Shown in photo l-r; Michelle M. Viera, Dr. Bobby Jones, and Azell Futrell

By Austin Newell

NASHVILLE, TN, — Sunday night saw the unveiling of the Living Legends: Dr. Bobby Jones exhibit at the National Museum of African American Music (NMAAM). The event, which was invite-only, celebrated Dr. Jones’s achievements in gospel music. 

The event began with an hour-long reception in which guests took to the red carpet inside of the lobby. Afterwards, invitees were welcomed into the venue’s auditorium where NMAAM President and CEO H. Beecher Hicks, III made remarks.

“Kirk Franklin once said that gospel music is not a sound, gospel music is a message. It means good news music. And this good news is all about testimonies and lived experiences. So tonight we celebrate the lived experience of one Dr. Bobby Jones,” he said.

Dr. Jones has had a wide-ranging impact on gospel music and on Black artists in general. The various television shows that he produced and hosted over the years helped skyrocket gospel music from a somewhat obscure genre to one recognized across the globe. 

Melanie Robinson was a viewer of one of Dr. Jones’ shows. A friend of hers knew Dr. Jones from school, which is how she was introduced to him. She first started watching Dr. Jones in the 80s. “I’m not familiar with gospel music . . .  it was like entertainment to me,” she said.

H. Beecher Hicks, III, president/CEO of NMAAM Photos by Elle Danielle

The wide-ranging appeal of Jones’s music attracted a large following and landed him several awards over his career, including a Grammy® for the song “I’m So Glad I’m Standing Here Today,” which he won alongside co-vocalist Barbara Mandrell.

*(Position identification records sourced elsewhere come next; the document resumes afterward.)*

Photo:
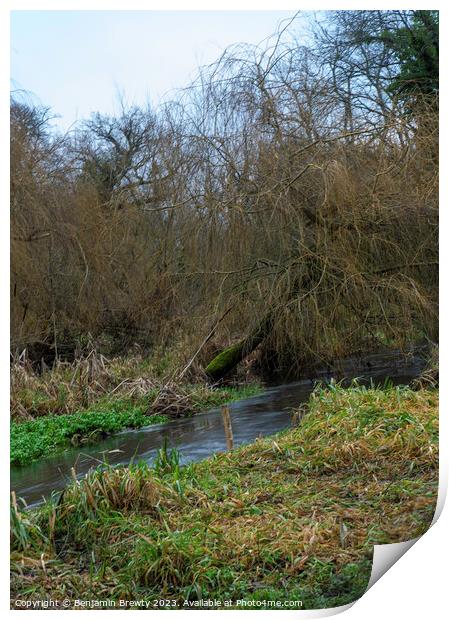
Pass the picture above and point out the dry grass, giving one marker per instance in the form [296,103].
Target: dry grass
[293,516]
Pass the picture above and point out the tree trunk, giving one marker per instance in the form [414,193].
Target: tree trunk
[228,359]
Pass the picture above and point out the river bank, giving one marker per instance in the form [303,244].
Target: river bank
[303,510]
[52,433]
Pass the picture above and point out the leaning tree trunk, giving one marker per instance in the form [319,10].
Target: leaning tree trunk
[228,359]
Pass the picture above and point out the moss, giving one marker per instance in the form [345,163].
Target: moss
[225,361]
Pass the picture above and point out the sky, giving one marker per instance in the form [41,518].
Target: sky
[78,62]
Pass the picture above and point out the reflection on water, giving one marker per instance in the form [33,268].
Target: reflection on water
[201,435]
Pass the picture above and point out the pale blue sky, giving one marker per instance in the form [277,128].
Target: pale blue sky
[77,61]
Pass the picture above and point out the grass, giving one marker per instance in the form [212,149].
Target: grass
[49,434]
[290,517]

Now, Dr. Jones has one more award to add to his repertoire. 

After Hicks’s introduction, Dr. Jones took the stage to be presented with a Presidential Lifetime Achievement award, signed by President Joe Biden and Vice President Kamala Harris. 

“I’m extremely pleased to be honored in this manner in my hometown of Nashville. Thank you so very much for this wonderful museum we have in our city,” Dr. Jones said after taking the stage. “I’m so proud to be a part of this wonderful museum.” 

At the end of the event, the exhibit was unveiled: Four glass panels with various artifacts from Dr. Jones’s life behind them, symbolizing different points in his journey. Among them was a showcase of awards, including Dr. Jones’ Grammy.®

But alongside his various radio shows, awards, and TV programs, Dr. Jones has also spent a significant amount of time using his platform to uplift local Black artists. One such artist is Alysha Nesbitt, a singer for Nashville Opera. After winning a national singing competition over a year ago, Nesbitt not only saw herself presented with a scholarship by Dr. Jones, but was also invited on one of his shows. At one point, Dr. Jones even spoke about Nesbitt after a performance without her knowing prior that he was there.

“He spoke positive words about me before I even realized I had something at one of the biggest turning points in my life.” 

Some might argue that after decades of hard work Dr. Jones deserves a comfortable retirement.

But at 84 years old, he shows no signs of slowing down anytime soon.